MOBILISM = (Mobile media + Mobilization) x Momentum

- Presentation based on The Culture of Engagement exhibit - a graphical expression of the state of the world. Displays of 400+ designs produced as ceramic tiles or flyers. (See Appendix)

- Media will always change and eventually mutate to the society that produced it.

- The user does not want to avoid controversy; advertising must address the global picture.

- Brands have always tried to influence the customer, but customers are more connected to global issues. A brand that connects to the user through global issues will succeed. Examples include: Nike, Wal-Mart and Denny’s.

- Graffiti, either corporate or consumer, is an expression of global issues through advertising. Users will seek an outlet to express this through mobile media.

- Brands can serve to break the language barrier. Pictograms, especially U.S. logos, are understood worldwide.

- Users are interested in media expressions that are usable and appropriate to the mobile platform.

-All aspects of daily life are being integrated in the mobile device (see Interesting Cell Phone Statistics below)

 

Questions:

- What does this mean for advertising – Is this moving towards interaction through brands?

- Can brands can be used to engage the audience?

- Does engagement always imply interaction?

- How does language serve to promote or deter advertising?

- Is it better to trigger interference between brands and consumers, or wait for the interference through some global issue?

 

Interesting Cell Phone Statistics:

~ more than 2 billion people from all around the world are cell phone users

~ about 75% of teenagers in the United States alone have a cell phone

~ more than 50% of teenagers prioritize their cell phones over TV viewing

~ American teenage cell phone users spend more than $150 billion a year

~ by 2006, 50M Americans will use their cell phone to authorize payment for goods

~ cell phones can survive under water for ($500)

~ cell phones can be used as guns (for $800)

~ a high-pitched ring tone can be heard by teenagers but not by most adults

~ The average user replaces his or her cell phone every 18 months

~ cell phones are blamed for 20-30% of automobile accidents

 

 

Appendix:

THE CULTURE OF ENGAGEMENT exhibit

conceived & designed by Erik Adigard/M-A-D for

Catalysts! the cultural force of communication design

(lead curator: Max Bruinsma)

Experimentadesign2005: the Lisbon Biennale

http://madxs.com/mobilism/

 

INSPIRATION: “mobilism” is the shared impetus of people, communication tools, and ideas.

•• Mobilism is media of the masses—the totality of graffiti, demonstration signs, t-shirts, bumper stickers, blogs and digital files disseminated through the internet and mobile phones.
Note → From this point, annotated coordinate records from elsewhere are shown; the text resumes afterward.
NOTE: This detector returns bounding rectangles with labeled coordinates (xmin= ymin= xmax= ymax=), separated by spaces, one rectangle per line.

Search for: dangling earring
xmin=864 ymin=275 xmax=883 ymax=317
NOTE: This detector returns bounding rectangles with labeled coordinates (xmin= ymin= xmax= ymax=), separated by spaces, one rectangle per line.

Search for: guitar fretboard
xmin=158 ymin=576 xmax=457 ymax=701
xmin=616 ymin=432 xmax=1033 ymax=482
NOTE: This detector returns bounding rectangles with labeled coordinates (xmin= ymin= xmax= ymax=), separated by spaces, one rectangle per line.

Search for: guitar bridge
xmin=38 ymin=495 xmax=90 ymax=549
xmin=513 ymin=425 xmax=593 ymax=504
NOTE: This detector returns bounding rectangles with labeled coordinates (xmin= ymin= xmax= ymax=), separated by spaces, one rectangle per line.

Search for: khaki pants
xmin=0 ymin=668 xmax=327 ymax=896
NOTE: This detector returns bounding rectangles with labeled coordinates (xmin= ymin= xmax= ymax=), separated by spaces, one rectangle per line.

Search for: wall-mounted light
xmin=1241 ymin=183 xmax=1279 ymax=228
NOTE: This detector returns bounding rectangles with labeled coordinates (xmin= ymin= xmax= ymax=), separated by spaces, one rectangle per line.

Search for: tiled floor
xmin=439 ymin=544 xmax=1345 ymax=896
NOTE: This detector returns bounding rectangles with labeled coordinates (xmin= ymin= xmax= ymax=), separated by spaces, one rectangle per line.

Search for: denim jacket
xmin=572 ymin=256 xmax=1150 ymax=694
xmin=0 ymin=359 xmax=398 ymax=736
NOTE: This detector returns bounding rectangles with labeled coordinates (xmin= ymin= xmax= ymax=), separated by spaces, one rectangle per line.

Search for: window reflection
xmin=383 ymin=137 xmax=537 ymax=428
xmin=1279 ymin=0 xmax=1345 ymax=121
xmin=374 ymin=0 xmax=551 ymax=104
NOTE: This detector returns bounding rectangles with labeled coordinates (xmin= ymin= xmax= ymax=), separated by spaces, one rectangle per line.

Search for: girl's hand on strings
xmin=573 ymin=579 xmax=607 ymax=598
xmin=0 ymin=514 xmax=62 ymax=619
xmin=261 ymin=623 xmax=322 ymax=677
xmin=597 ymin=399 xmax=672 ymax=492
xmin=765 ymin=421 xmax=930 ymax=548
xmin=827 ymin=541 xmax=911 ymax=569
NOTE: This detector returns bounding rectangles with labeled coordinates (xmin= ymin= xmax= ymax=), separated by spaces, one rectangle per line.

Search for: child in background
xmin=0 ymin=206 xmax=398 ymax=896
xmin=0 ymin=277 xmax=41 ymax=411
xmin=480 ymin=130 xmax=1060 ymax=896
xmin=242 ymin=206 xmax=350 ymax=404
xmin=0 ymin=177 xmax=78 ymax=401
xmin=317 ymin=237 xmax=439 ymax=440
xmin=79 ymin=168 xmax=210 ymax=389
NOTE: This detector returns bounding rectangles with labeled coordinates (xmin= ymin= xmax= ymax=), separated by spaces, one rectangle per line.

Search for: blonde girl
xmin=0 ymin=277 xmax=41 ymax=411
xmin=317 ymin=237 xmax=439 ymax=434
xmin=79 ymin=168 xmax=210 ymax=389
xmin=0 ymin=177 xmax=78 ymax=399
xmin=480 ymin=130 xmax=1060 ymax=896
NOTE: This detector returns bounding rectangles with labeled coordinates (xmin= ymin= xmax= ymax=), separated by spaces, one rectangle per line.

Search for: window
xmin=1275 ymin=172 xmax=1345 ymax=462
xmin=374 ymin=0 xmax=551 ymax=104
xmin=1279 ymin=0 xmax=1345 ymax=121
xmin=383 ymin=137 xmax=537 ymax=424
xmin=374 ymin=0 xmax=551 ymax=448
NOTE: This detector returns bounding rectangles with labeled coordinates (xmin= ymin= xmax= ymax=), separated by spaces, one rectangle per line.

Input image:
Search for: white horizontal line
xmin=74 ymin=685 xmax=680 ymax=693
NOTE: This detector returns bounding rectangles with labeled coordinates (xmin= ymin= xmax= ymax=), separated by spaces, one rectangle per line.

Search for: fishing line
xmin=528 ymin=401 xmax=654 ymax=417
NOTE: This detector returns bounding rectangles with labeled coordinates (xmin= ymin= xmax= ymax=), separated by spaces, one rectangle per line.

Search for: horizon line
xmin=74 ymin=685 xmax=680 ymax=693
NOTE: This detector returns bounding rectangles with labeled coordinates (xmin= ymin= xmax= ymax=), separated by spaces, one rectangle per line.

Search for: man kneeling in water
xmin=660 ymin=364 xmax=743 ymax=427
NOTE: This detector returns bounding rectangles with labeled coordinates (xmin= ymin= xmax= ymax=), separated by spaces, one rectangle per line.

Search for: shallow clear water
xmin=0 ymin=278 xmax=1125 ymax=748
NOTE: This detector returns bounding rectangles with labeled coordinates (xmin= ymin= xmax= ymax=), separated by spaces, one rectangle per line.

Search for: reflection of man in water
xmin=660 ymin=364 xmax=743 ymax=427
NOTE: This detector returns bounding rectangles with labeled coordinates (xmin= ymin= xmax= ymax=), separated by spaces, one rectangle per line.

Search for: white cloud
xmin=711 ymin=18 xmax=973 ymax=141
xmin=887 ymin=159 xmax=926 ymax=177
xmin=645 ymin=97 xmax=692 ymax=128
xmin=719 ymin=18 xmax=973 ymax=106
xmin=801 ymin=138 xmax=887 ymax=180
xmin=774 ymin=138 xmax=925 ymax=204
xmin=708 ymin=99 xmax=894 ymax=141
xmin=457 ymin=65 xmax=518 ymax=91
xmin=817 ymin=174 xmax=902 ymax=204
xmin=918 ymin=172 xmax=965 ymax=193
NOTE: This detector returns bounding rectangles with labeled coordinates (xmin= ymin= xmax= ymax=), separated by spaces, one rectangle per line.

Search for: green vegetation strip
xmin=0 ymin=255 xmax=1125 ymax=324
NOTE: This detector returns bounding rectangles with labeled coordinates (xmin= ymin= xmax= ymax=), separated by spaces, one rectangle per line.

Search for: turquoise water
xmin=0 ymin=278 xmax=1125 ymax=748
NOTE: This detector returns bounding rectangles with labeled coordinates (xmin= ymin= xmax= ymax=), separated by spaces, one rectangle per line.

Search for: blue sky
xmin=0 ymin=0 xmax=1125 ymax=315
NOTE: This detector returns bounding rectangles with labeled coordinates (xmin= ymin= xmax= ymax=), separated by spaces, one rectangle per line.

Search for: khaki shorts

•• Mobilism repositions personal opinions as a new universal currency: a million signals in accord or in conflict that can quickly become a media tidal wave. Most notably, it reconfigures usage of languages, communication techniques, and design into a new pervasive culture.

INSTALLATION: 100 designers from five continents were invited to send graphical expressions of their views on the state of the world. The 400+ designs were produced as ceramic tiles or flyers. A printer, high on the wall, continually spits out selected flyers that litter the exhibit floor—they can be taken away by visitors.